HAVING GROWN UP IN MISSISSIPPI, I have a weakness for Southern fiction. My curiosity was especially piqued by a friend’s gift and this Southern claim. I do confess to admiring many of John Grisham’s novels, particularly Sycamore Row, but I I rarely read a bestseller unless a better-read friend attempts it first. I shun New York Times’ bestseller lists simply because they are popular. Forget the press and the hubbub.
Case in point. I made the mistake of reading Gone Girl a few years ago and have always regretted the hours I lost. I found I intensely dislike amoral stories without one character to savor or cheer for. Thankfully Delia Owens’s Kya Clark is not that character, though she appears a pitiful orphan in every way. How forlorn to hear young Kya’s thoughts—“What she wondered was why no one took her with them.” Yet this read is more than character-driven.

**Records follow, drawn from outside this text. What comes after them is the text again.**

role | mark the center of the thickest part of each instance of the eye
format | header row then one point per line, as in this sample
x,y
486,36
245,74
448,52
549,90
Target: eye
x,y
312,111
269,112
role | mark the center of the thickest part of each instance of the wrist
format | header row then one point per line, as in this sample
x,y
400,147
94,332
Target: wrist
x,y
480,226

In Where the Crawdads Sing, Owens steeps her readers in a thoroughly engaging marshland setting. In fact, I would go so far as to compare her land to a living character much like Willa Cather does in her immigrant novels.

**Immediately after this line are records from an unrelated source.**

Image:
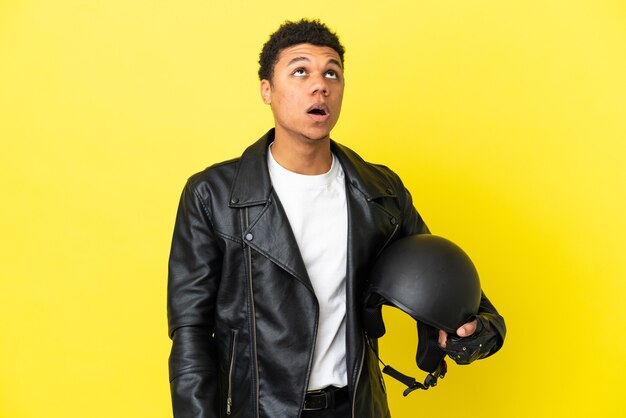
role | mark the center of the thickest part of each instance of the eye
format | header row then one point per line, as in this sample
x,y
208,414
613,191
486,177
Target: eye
x,y
300,72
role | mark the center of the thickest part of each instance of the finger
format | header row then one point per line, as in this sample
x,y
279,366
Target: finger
x,y
468,329
443,336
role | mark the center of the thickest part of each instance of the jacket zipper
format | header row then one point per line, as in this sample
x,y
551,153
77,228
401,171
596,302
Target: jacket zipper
x,y
253,318
358,377
229,400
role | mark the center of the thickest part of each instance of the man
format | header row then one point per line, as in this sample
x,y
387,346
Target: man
x,y
270,252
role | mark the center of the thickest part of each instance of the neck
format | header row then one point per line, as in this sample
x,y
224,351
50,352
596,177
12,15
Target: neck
x,y
306,156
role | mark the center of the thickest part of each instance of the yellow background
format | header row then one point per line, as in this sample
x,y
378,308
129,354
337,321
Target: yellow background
x,y
506,119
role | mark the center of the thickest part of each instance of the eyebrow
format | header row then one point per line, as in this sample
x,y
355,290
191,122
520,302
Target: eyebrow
x,y
298,59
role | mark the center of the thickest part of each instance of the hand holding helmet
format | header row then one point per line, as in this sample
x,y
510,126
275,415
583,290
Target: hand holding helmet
x,y
435,282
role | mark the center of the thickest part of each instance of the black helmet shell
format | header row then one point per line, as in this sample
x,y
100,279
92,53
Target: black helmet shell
x,y
428,277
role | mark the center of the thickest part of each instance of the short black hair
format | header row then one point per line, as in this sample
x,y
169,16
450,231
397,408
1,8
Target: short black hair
x,y
289,34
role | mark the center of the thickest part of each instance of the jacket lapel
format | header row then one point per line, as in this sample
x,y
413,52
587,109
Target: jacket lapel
x,y
371,226
267,228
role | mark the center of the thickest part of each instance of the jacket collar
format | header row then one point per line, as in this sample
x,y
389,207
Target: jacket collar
x,y
253,186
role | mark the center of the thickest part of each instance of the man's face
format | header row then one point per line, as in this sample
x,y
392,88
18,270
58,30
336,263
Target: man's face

The land is ripe with paradox—safe yet dangerous, shining yet muddy, life amid decay.
Like Cather, Owens’s language fills us with every sensation and plants us firmly in Kya’s world of loss and hope. The land indeed nurtures her into and through her adult life with a “yearning to reach out yonder.” In her younger years, nature is a place of solace, a companion. But once her heart is awakened to human love and to the real relationship of years, creation cannot fill the void in the human heart—--
But just as her collection grew, so did her loneliness. A pain as large as her heart lived in her chest. Nothing eased it. Not the gulls, not a splendid sunset, not the rarest of shells.”
And there is a void. More than a century before, Cather writes of this too. Within O Pioneers!, the land is characterized more by its strength than by its vastness. Like a human personality, it can be overbearing or supportive. Alexandra Bergson understood this. She too was intimidated at first as “the land wanted to be left alone, to preserve its own fierce strength, its peculiar kind of savage beauty, its uninterrupted mournfulness,” but as decades passed, the land appears an empathic friend as it “responds in kind.” More than personified, the land becomes a rounded character in full relationship with man.

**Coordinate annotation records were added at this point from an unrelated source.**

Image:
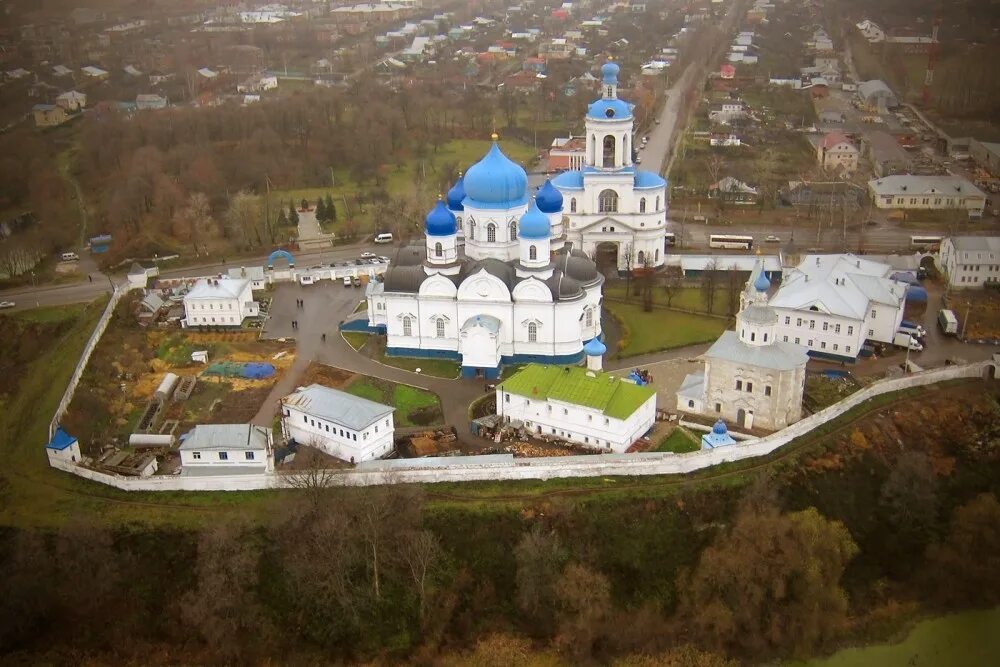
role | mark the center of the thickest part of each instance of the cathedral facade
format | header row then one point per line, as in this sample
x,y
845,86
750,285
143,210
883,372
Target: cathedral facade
x,y
613,209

Like Alexandra Bergson, Kya possesses a faith in the land that others lack. The land is wholly human to her in relationship. And, if she has a faith, then it is no wonder that creation responds to her and reveals its treasures. It is there that she finds friendship with the marsh’s creatures, safety from prying eyes, relationship with her first love Tate, inspiration for the work of preserving nature in art.
More than eco-fiction, this novel doesn't preach of preserving the marshland, at least not overwhelmingly like a smarmy salesman. The story is one of relationship. Where the land could have been seen as a trap that limits, it is ultimately a place of rescue for Kya.